The article is big, I give only the first half translation. I allowed myself to add some comments, [which are highlighted in the text as follows] .

Memory Barriers: a Hardware View of Software Hackers


What prompted the CPU designers to introduce memory barriers and thereby impose a pig on the developers? The short answer is: reordering memory accesses allows for better performance, and memory barriers are needed to “restore order” in things like synchronization primitives [and lock-free algorithms, of course] , where the correctness of the primitive depends on the order of memory accesses.
A detailed answer requires a good understanding of how the CPU cache works, and what is required for its even better performance. Therefore, we further:

We will see that memory barriers are a necessary evil that is required to achieve high performance and scalability. The root of this evil is the fact that the CPU is orders of magnitude faster than the memory and processor interface with memory.

Cache structure



Modern CPUs are much faster than memory subsystems. The 2006 sample processor could execute 10 instructions per nanosecond, but it took many tens of nanoseconds to extract data from main memory. This disproportion in speed (more than two orders of magnitude!) Led to multi-megabyte caches on modern processors. Caches belong to processors and, as a rule, the access time to them is several cycles.
Note
In fact, it’s common practice to have multiple cache levels. The smallest cache is closest to the processor and is available in one clock. The second level cache has an access time of about 10 cycles. The most productive processors have 3 and even 4 levels of caches.

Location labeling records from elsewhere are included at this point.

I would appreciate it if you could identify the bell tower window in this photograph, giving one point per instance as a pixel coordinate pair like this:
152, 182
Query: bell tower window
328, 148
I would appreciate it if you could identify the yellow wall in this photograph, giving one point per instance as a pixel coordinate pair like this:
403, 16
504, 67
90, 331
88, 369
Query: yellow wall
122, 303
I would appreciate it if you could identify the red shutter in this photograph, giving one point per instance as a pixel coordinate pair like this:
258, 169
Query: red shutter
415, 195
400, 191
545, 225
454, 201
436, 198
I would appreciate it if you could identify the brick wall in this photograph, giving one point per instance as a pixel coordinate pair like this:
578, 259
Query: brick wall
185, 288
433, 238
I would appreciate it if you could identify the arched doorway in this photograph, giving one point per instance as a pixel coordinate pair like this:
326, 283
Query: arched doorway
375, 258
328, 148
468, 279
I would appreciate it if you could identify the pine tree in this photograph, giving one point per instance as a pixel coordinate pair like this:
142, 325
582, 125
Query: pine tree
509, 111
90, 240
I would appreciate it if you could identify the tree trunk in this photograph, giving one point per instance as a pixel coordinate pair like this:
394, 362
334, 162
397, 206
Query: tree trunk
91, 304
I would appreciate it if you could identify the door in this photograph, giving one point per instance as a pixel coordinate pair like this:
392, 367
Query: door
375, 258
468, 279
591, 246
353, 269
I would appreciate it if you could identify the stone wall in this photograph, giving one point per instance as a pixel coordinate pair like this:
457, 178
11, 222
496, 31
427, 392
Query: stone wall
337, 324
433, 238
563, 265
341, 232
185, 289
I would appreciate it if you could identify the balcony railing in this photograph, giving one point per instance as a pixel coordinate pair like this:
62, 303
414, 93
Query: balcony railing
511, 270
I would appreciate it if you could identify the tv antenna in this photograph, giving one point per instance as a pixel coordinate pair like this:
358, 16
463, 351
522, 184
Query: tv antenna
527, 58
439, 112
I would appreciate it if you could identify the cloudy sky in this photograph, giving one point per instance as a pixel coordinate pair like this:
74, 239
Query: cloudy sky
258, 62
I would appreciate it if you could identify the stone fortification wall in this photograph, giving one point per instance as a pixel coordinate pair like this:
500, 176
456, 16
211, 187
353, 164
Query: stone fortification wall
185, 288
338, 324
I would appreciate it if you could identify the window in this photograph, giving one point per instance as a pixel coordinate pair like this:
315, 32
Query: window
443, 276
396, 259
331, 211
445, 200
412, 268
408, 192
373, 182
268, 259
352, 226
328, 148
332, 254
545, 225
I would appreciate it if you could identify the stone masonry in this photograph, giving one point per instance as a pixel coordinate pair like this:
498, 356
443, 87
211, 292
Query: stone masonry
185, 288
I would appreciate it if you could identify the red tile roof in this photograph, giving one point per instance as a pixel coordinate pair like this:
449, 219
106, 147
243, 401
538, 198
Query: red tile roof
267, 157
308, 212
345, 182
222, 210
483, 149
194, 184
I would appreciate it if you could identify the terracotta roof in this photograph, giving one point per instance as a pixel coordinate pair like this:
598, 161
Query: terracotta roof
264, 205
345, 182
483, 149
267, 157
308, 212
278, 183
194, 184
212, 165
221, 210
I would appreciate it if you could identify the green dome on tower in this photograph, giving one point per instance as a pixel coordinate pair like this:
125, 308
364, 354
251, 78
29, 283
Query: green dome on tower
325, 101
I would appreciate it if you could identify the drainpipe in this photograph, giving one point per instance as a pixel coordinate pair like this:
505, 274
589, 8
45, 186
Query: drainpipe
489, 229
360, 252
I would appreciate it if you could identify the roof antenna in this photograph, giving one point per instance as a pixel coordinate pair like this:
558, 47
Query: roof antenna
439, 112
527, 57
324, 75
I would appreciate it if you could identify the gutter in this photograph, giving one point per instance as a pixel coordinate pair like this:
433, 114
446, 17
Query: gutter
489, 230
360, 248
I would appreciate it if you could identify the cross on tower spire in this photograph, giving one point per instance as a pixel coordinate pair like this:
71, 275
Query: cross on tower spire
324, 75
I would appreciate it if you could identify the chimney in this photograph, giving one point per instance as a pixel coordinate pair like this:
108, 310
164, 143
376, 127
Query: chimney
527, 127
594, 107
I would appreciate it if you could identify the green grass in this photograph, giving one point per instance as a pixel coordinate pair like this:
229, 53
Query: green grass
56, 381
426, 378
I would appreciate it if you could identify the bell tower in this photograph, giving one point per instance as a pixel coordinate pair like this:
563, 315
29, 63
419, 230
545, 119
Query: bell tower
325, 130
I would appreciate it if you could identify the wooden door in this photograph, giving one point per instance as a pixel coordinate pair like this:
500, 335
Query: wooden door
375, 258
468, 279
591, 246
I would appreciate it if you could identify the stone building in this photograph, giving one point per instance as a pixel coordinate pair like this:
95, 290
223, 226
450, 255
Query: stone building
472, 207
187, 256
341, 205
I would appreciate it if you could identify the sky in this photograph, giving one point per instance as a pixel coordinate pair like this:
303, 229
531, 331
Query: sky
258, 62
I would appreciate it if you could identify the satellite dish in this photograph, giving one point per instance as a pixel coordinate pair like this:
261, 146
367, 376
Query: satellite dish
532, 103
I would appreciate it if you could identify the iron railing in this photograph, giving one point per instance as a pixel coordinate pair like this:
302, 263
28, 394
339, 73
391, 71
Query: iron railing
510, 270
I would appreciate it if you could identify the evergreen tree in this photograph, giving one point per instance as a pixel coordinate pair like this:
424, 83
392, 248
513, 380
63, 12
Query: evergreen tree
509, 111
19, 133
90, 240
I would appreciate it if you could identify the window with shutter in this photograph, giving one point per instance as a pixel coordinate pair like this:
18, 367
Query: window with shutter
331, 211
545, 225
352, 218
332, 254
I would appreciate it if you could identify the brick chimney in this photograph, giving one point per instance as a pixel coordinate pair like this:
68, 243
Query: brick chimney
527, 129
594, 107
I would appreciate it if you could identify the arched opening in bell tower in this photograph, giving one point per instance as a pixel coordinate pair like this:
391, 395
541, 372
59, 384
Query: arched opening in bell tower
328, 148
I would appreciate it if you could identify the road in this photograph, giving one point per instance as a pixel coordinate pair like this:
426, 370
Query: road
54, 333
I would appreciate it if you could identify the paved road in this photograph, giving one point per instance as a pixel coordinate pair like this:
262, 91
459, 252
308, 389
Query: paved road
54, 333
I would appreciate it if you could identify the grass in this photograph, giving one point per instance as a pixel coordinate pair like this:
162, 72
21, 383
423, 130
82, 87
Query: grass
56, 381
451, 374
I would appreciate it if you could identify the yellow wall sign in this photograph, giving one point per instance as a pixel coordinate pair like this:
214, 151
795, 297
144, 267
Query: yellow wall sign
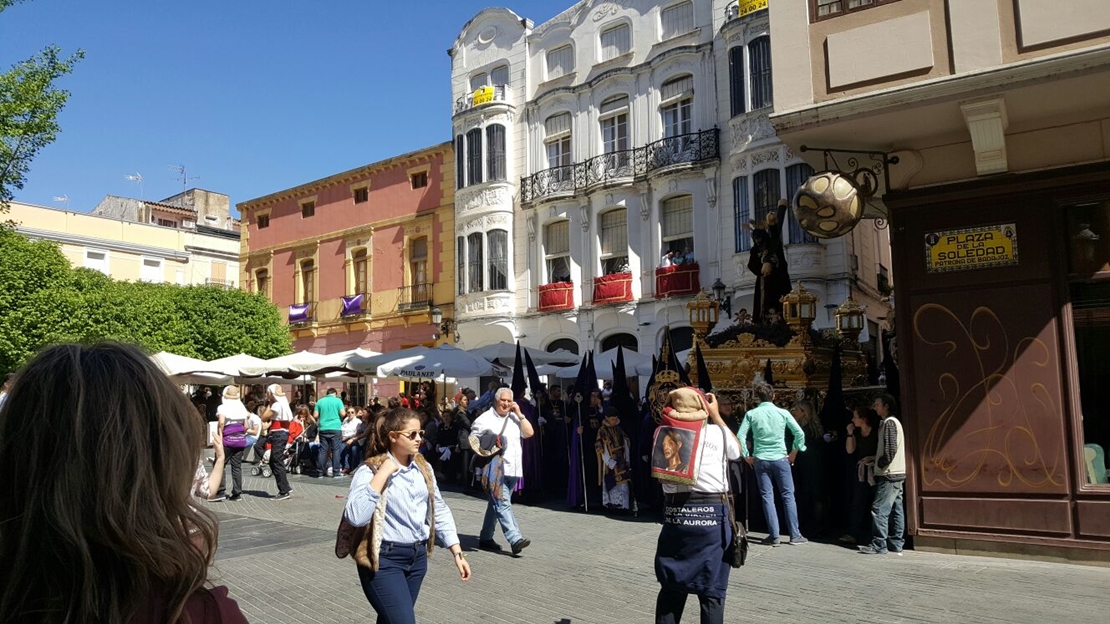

The CPU exchanges data with the cache in blocks, called cache lines (cache line), the size of which is usually a power of two - from 16 to 256 bytes (depending on the CPU). When the processor first accesses the memory cell, the cell is not in the cache — this situation is called a miss (cache miss or, more precisely, “startup” or “warmup” cache miss). A slip means that the CPU must wait (stalled) for hundreds of cycles until the data has been retrieved from memory. Finally, the data will be loaded into the cache, and subsequent calls to this address will find the data in the cache, so that the CPU will run at full speed.
After some time, the cache is full, and misses will cause the data to be pushed out of the cache to give space to the new requested data. Such misses are called capacity miss. Moreover, preemption can occur even when the cache is not full, as it is organized in hardware in the form of a hash table with a fixed bucket size (or set , as its developers call CPU).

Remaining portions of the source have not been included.